The rabbit in the road has blindly leapt in front of their car, and remains confused. Instead of doubling back and returning, animals tend to persist in their course and try to make it. Sometimes they do succeed and sometimes they’re roadkill. Bevie, likewise, persists in her path in spite of her confusion. She continues to become the coyote, to lose her humanity. She has used her powers heretofore for all the wrong reasons: personal gain, celebrity, self-preservation. She rarely uses her strengths selflessly. However, she’s not wholly evil throughout the story, there are moments of goodness. She rescues and protects the little girl in the Church. Unfortunately, these moments are sparse, and her descent deepens.

Rightfully so, Shurlock is disgusted with her ignorance as she departs. She has not heeded his message, and blindly pursues nothing. She is enslaved to her addiction to power, just like her foil Ray. In fact, her and Ray have that much in common (despite her protestations). They want and lust after power, he more overtly so. She finishes the story having fully lost herself to herself, eliminating her only friends and rescuers. In fact, the newspaper interview at the end only reinforces this point: she has abused her powers to dupe the world and become, selfishly, a successful musician. Her success disgusts me and it should disgust you. She has not earned her success, she’s bought it with polluted currency. Her soul is oppressed by the miasma of her powers, and she welcomes it openly.

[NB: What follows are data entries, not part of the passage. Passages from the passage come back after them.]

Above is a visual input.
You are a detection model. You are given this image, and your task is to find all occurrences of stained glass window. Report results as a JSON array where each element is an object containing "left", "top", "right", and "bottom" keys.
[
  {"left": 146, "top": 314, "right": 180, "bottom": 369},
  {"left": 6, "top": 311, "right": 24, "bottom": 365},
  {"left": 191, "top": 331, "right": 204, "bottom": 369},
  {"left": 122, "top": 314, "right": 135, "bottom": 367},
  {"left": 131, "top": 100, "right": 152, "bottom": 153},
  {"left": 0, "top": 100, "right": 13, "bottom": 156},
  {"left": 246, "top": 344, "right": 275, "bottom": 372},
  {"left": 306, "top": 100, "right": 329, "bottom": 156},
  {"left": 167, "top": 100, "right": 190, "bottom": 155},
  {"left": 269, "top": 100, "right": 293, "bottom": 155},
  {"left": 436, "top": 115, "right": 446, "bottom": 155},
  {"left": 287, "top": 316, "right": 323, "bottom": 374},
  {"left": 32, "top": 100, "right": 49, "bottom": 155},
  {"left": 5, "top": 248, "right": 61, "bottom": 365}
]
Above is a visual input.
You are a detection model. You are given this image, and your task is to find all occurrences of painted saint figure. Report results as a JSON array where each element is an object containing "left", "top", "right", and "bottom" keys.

Shurlock saw all this, but he’s a soothsayer and not a doer. We can only hope that in any further installments of this story, we get the hero to combat her villainy. Bevie has both won and lost, and we the readers are better for having borne witness.

Rabbit in the Road is available as a digital download only at both Amazon and Barnes & Noble, and can be read on most available digital devices and e-readers.

One comment

  1. I normally don’t like to comment on my own posts, but I felt this one warranted it:

    Joe’s analysis is 100% spot on and everything he pointed out was the exact intention of the things that we brought forth in this story.